А про себя думала, что и ваше дело тоже маленькое – не надо выпендриваться… Но не любила обижать людей и никогда не обижала. Ещё её раздражал Дядя Коля и все остальные мужчины на пляже, которых про себя она называла мужчинами бывшими. Просто в семьдесят лет уже о мужских достоинствах говорить особенно не приходится, а в старости и тем более на пороге смерти, как она считала – все равны, и мужчины, и женщины… Бедные только мечутся и сетуют, что не всё получили от этой жизни, а богатые досадуют, что не удастся хотя бы чуточку взять с собой на тот свет.
Давних своих подруг она не привечала, даже не здоровалась, встретившись лицом к лицу – все они так и остались бедными, постарели и подурнели. Тоже приходили на пляж, тоже изображали из себя светских дам, но она всегда отворачивалась, глядя, как они стараются изо всех сил. И не потому что у тех плохо получалось – выглядело всё как раз очень даже убедительно. Но глядя на них, понимала Люба, какая на самом деле это тонкая грань – между благополучием и его полным отсутствием, и каков велик риск в любой момент шагнуть не в ту сторону… От этого по сути никто не был застрахован, потому что иной раз шагать особо-то даже некуда. Вот и она так могла остаться там же – вместе с ними за рубежной чертой.

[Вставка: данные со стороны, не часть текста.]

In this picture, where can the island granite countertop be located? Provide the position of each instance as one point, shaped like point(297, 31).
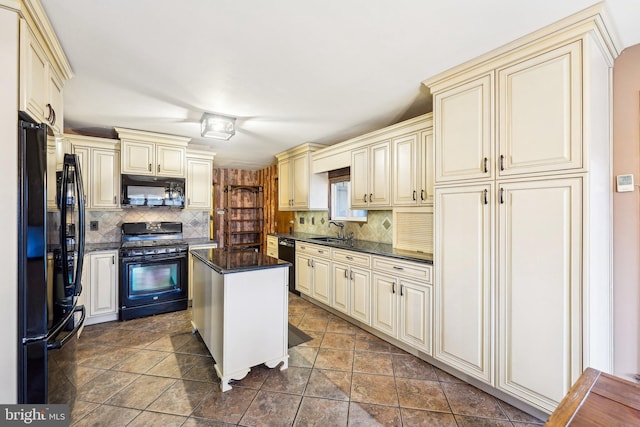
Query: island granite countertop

Много лет назад они все вместе приходили сюда на пляж – брали пиво и сушёную рыбу, иногда дешёвенькое вино и фрукты. Люба потом даже не могла вспомнить, каким образом оказывалась дома – просыпалась оттого, что начинало щипать покрасневшую от солнца кожу и понемногу заболевала голова. Хотя она и тогда ничего не знала о ночных кошмарах. Просто разные нелепые мысли лезли порой в разболевшуюся голову, и эти мысли она упорно пыталась прогнать аспирином и всякими другими способами.
…Сейчас женщина уже давно не напивалась до беспамятства и не принимала обезболивающие таблетки. Зато просыпалась порой среди ночи и взглядом встречалась с четырьмя парами глаз, которые смотрели на неё с фотографии, стоявшей на тумбочке – это была дочь с мужем и двое мальчишек внуков. Окна Люба не закрывала шторами – напротив никто не глазел из чужих окон и не ходили любопытные прохожие, а комната всю ночь освещалась ярким светом находящегося поблизости уличного фонаря. Любе даже нравилось, что в комнате светло. Вставая до рассвета, можно было не бояться что-нибудь уронить.
А предметов, которые могли упасть, в её квартире было полным-полно.
Лет пять назад, когда она основательно решила начать новую жизнь, выбросила из квартиры все старые вещи, вплоть до последней сковородки. Новый интерьер для неё планировали лучшие дизайнеры – декора она захотела преувеличенно много, и теперь с циничной улыбкой посматривала на своих редких гостей, которые с изумлением таращились на всё это аляповатое изобилие: вазочки и вазы, искусственные цветы, статуэтки, картины… «Вот какая я, и вам до меня далеко», – думала богачка при этом, понимая, что не один человек, ведущий другой образ жизни, не позволит себе такое обилие декоративных вещей – всё это быстро покрылось бы пылью, а без нанятой уборщицы содержать квартиру в порядке было немыслимо. По мнению Любы, в этом и заключалась главная разница между бедными и богатыми…
Ещё разница была в отчаянном давящем чувстве одиночества.
Просто это у бедных всегда много друзей, или они наивно верят, что их может быть много. Богатые понимают – это не так, а потому сближаются осторожно, в любом общении пытаются уловить подвох. В таком случае одиночество для них гораздо лучше, чем любая, даже очень бескорыстная дружба. Да многие и не считают себя в самом деле одинокими – у них есть деньги и куча разных красивых вещей. И может быть даже с этими своими деньгами и с вещами они по обыкновению беседуют – хотя наверняка во сне или спьяну, и наверняка очень смешными получаются такие диалоги.
Люба Золотая тоже порой шутливо приветствовала по утру все свои вазы и статуэтки, придумывала им ласковые названия и хвалила за то, что они, такие надменные, всегда потрясающее впечатление производят на её друзей.
Лишь фото в рамочке, стоявшее на тумбочке, она всегда прятала от посторонних глаз… Сама порой тоже отводила взгляд, поэтому и держала в спальне, чтобы лишний раз не смотреть – снимок этот уже стал для неё поистине ночным кошмаром. Никогда прежде даже в страшных снах не могло ей присниться, что дочка её единственная, уехав в Америку, выйдет замуж за настоящего негра. С фотографии, присланной оттуда, теперь на неё смотрели два таких же чернокожих, в кудряшках, внука.